Stokes reveals he almost quit cricket during mental health break

By Sports Desk August 23, 2022

Ben Stokes has revealed he feared he may never play cricket again while taking a break from the sport to prioritise his mental health last year.

Stokes, who was appointed as England's Test captain in April, spent five months away from the sport in 2021 after suffering panic attacks.

The 31-year-old had taken a period of compassionate leave to spend time with his father ahead of his passing in December 2020, having previously struggled after rushing his recovery from a broken figure.

Ahead of the airing of an Amazon Prime documentary detailing Stokes' experiences throughout that time, he recalled how his decision to step away from cricket was the culmination of a long-term battle.

"It wasn't a case where it was a two-week thing or a couple of months thing, the whole thing was a build-up over a long, long period of time, maybe two, three, four years," Stokes told the BBC.

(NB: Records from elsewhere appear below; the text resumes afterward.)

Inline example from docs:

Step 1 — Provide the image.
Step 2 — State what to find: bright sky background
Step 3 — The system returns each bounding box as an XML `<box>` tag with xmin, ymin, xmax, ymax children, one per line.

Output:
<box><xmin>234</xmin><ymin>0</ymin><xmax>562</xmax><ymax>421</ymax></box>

"It was like I had a glass bottle I kept on throwing my emotions and feelings into. While I was doing that, the bottle was filling up to where, eventually, it got too full and just exploded. I reacted in the way I did and felt like, 'I need to get away from here'."

Asked whether he considered calling time on his playing career, Stokes said: "At the time, yeah, that's where I was at. It was a very, very tough time.

"One of the more powerful things that I notice from the film, was when Stuart Broad was on camera and he said the same thing, he actually said he could see me not playing again.

"I had never spoken to Stuart about that through my time away. I spoke to him a lot through that period but just general chit-chat, nothing too serious.

"I had never said the words to him, 'I'm not sure if I'm going to play again', but the fact that he got that feeling was an eye-opener to me that at that time, things were quite bad."

After assuming the captaincy in April, Stokes oversaw four consecutive victories, three against New Zealand and one against India, before England were thrashed within three days by South Africa at Lord's last week.

While Stokes believes his early success as skipper vindicates the decision to take a break, he was left irritated when his struggles became a talking point after his appointment.

"When Joe [Root] stepped down and the opportunity was there for me to take it, I was actually quite annoyed about some of the press around it, because they linked the England captaincy and my mental health break with each other," he added.

"It felt like people were saying I couldn't do the job because I decided to take a break for mental health last year.

"What's that got to do with being England captain? If anything, it shows that you can do anything, even if you have decided to take a break, it's fine. 

"I did an interview where I'd give off this bravado of being a big tough northern lad with tattoos. I am tough, but that doesn't mean that I can't struggle mentally.

"These things, you can't pick and choose when they're going to hit you. It's not like a switch in your brain, going, 'today I'm going to feel good, tomorrow I'm going to feel bad'."

Stokes is also keen to ensure his willingness to talk about his mental health acts as an inspiration for younger generations, adding: "We all know that as England players, we've got more responsibility than just going out and performing on the field.

"Young kids these days will look at us and want to play like us, they'll want to do what we do because that's who they look up to.

"If I was to shy away and not speak about anything that I've gone through, I don't think I would be doing the responsibility that's been set on me. Shying away is something I would never do."